The Texas law also creates privacy problems, Higginbotham wrote in his dissent. It "prohibits commercial entities and third parties performing age verification from retaining identifying information, but the bill imposes no burden on governmental entities nor 'any intermediary between the commercial websites and the third-party verifiers' to do the same. Simply claiming that the 'age verification preserves online anonymity' does not make it so," he wrote.

Platforms Could Be Sued by Texas AG

In the meantime, the Free Speech Coalition said that "platforms that do not implement age verification measures will be at risk of prosecution by the Attorney General, as has been the case since the Fifth Circuit stayed the preliminary injunction last September."

The law applies to websites in which more than one-third of the content "is sexual material harmful to minors." Those websites must "use reasonable age verification methods" to limit their material to adults.

The one bit of good news for websites that challenged the law is the 5th Circuit's finding that the requirement to display health warnings about pornography "unconstitutionally compel[s] speech" and cannot be enforced.

"The warnings declare the potential harm of minors' engaging with pornography, and they do so in a noticeable fashion—in a way likely to discourage minors from using and adults from allowing their children to use the websites," the court wrote.
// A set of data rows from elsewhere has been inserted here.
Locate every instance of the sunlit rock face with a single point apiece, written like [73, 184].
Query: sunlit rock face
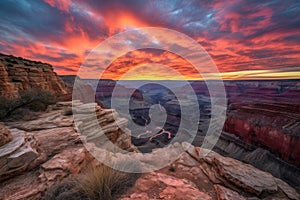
[41, 152]
[193, 176]
[268, 125]
[18, 74]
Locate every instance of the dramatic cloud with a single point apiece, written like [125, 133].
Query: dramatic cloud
[254, 38]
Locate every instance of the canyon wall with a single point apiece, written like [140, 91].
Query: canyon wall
[18, 74]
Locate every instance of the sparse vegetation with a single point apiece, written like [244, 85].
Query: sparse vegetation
[29, 101]
[98, 183]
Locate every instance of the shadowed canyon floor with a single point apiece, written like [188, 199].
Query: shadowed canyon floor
[46, 150]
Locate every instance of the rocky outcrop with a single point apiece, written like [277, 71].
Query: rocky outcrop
[213, 176]
[48, 149]
[102, 126]
[271, 126]
[18, 74]
[5, 135]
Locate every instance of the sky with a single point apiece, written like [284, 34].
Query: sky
[246, 39]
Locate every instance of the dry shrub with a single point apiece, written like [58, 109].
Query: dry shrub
[97, 183]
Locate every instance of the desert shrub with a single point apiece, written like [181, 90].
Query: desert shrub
[34, 99]
[97, 183]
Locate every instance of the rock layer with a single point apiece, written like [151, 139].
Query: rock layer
[18, 74]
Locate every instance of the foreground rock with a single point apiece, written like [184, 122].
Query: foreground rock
[46, 150]
[213, 176]
[5, 135]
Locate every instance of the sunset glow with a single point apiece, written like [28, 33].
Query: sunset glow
[245, 39]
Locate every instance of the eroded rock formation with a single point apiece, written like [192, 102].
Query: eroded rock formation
[193, 176]
[48, 149]
[18, 74]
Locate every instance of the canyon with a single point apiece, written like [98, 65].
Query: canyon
[256, 157]
[18, 74]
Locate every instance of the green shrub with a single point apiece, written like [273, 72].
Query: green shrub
[34, 99]
[99, 183]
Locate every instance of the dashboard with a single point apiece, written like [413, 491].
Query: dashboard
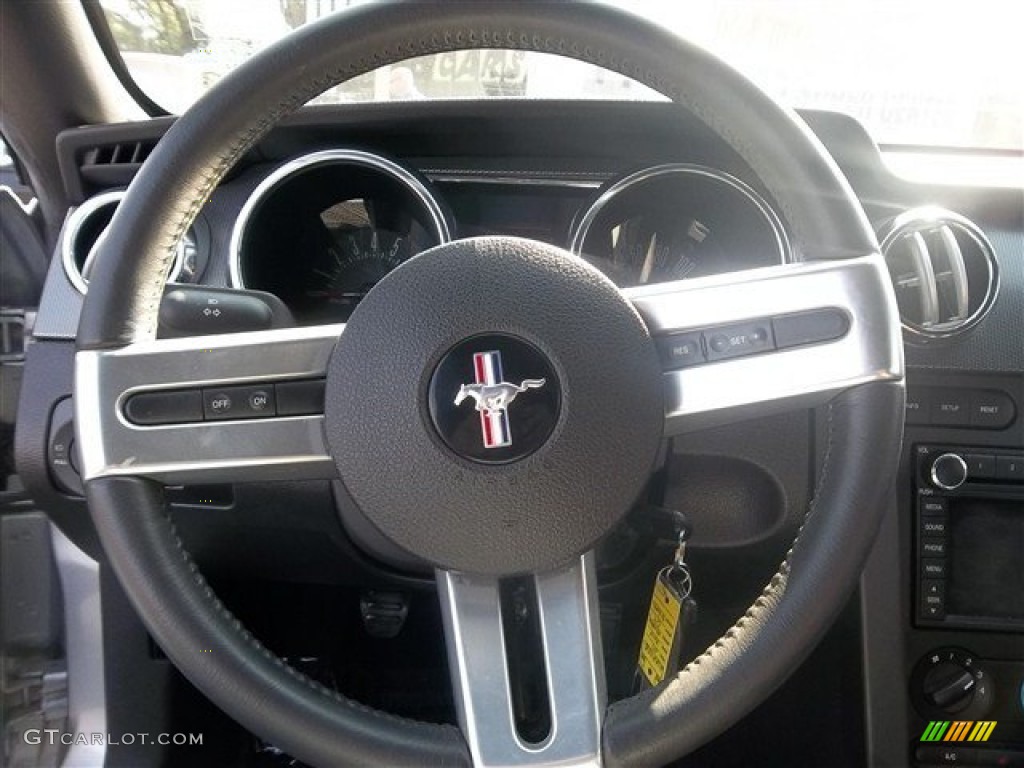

Government bodies seeking to restrict commercial speech must show that the restrictions will alleviate a harm to a material degree. Texas failed that test, the court said: “Because Texas has not made such a showing, we adopt the approach recently taken by the Ninth Circuit: '[C]ompelling sellers to warn consumers of a potential 'risk' never confirmed by any regulatory body—or of a hazard not 'known' to more than a small subset of the scientific community—does not directly advance' the government's interest.”